You should design a system to avoid a huge number of small files. It is usually a good pattern to have some clustering that prevents small files.

For example, instead of creating a new file, you can group the data in the same file until 15 seconds have elapsed or file size is 10MB. Create new file every 15 seconds and or, every 10MB whichever you hit first.

If you have tiny files, it usually makes sense to use some database like DynamoDB or MySQL instead of S3. You can also use a database to group objects and later upload it to S3. 10 writes per second in DynamoDB cost $0.0065 / hour or $(0.0065/3600) /sec. Assuming 80% utilization, DynamoDB provide $0.000226 / 1000 calls ([{0.0065/3600}*1000] / (10 * 0.8) ) vs. S3 PUT at $0.005 / 1000 calls. That is 95% cheaper to use DynamoDB over S3 in this use case.

The S3 file names are not a database. Relying too much on S3 LIST calls is not the right design and using a proper database can typically be 10-20 times cheaper.

How to Save on AWS Data Transfer Costs

Aws S3 Bucket Size Limit

If you do a lot of cross region S3 transfers it may be cheaper to replicate your S3 bucket to a different region than download each between regions each time.

Aws S3 Explorer

1GB data in us-west-2 is anticipated to be transferred 20 times to EC2 in us-east-1. If you initiate inter-region transfer, you will pay $0.20 for data transfer (20 * 0.02). However, if you first download it to mirror S3 bucket in us-east-1 then you just pay $0.02 for transfer and $0.03 for storage over a month. It is 75% cheaper. This feature is built into S3 called cross region replication. You will also get better performance along with cost benefits.

If there are a lot of downloads from the servers which are stored in S3 (e.g. images on consumer sites) then consider using AWS content delivery network (CDN) called AWS CloudFront. AWS CloudFront can be in some cases cheaper (or more expensive) than using S3. However, you gain a lot of performance.

There are CDN providers such as CloudFlare who charge a flat fee. If you have a lot of static assets then CDN can give a huge savings over S3, as just a tiny percent of original requests will hit your S3 bucket.

You may use S3 to save on data transfer between EC2 in different availability zones (AZ). The data transfer between two EC2 in a different AZ costs $0.02/GB. The data transfer between two EC2 in different AZ costs $0.02/GB, but S3 is free to download from any AZ. Avi player with cast.

Consider the scenario where 1 GB data is transferred 20 times from one EC2 server to another in different availability zone. It will cost $0.20/GB (20 * 0.01). However, if you are able to upload it to S3, then you just pay for storage ($0.03 / GB / month) and the best part is that data transfer between S3 and EC2 is free. S3 charges on per hour per GB. Assuming data is deleted from S3 after a day , the S3 cost will be $0.001. 99% cost savings on that data transfer by using S3.

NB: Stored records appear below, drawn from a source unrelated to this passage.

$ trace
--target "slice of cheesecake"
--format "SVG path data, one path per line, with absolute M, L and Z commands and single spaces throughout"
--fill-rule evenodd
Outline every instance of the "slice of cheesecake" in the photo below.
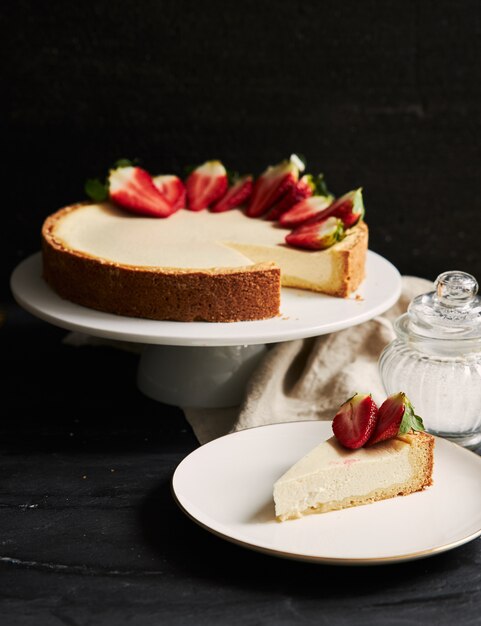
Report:
M 409 432 L 348 450 L 335 437 L 319 444 L 274 485 L 280 521 L 421 491 L 432 484 L 434 437 Z
M 285 243 L 289 230 L 241 210 L 181 209 L 167 219 L 78 204 L 42 229 L 43 273 L 59 295 L 109 313 L 230 322 L 279 314 L 280 287 L 345 297 L 364 279 L 364 222 L 326 250 Z

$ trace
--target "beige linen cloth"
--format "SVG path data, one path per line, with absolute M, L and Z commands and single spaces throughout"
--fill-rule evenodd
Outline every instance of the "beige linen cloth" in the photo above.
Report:
M 394 338 L 392 322 L 417 295 L 434 285 L 416 276 L 402 277 L 399 300 L 383 315 L 345 330 L 273 344 L 247 384 L 238 407 L 182 407 L 201 444 L 227 433 L 295 420 L 329 420 L 356 392 L 385 397 L 378 372 L 383 348 Z M 70 345 L 110 344 L 138 351 L 140 346 L 70 333 Z
M 402 277 L 396 304 L 383 315 L 329 335 L 275 344 L 248 382 L 239 407 L 183 407 L 201 444 L 230 432 L 295 420 L 329 420 L 356 392 L 385 398 L 378 372 L 383 348 L 394 339 L 392 322 L 410 301 L 434 285 L 416 276 Z

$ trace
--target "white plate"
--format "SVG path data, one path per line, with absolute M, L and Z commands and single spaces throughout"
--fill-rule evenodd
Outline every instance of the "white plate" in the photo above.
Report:
M 350 298 L 283 289 L 281 315 L 269 320 L 209 324 L 165 322 L 102 313 L 63 300 L 42 279 L 40 253 L 18 265 L 11 287 L 17 302 L 41 319 L 91 335 L 175 346 L 237 346 L 315 337 L 365 322 L 399 298 L 401 276 L 369 251 L 366 279 Z
M 195 522 L 246 548 L 345 565 L 406 561 L 481 535 L 481 457 L 436 438 L 434 484 L 405 497 L 277 522 L 272 486 L 317 443 L 330 422 L 261 426 L 197 448 L 172 488 Z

Final Thoughts: AWS S3 Pricing and Costs

There are a lot of opportunities for S3 specific optimizations. Project management can be an absolute data-driven meritocracy. You can estimate the savings and the effort required to realize the savings. However understanding what's going on and managing the complexity can be challenging. In Sumo Logic's journey we were able to get 70%+ of savings over initial implementation. Optimizing costs can be as much fun as playing computer games. You tweak a few things and your AWS bill goes down.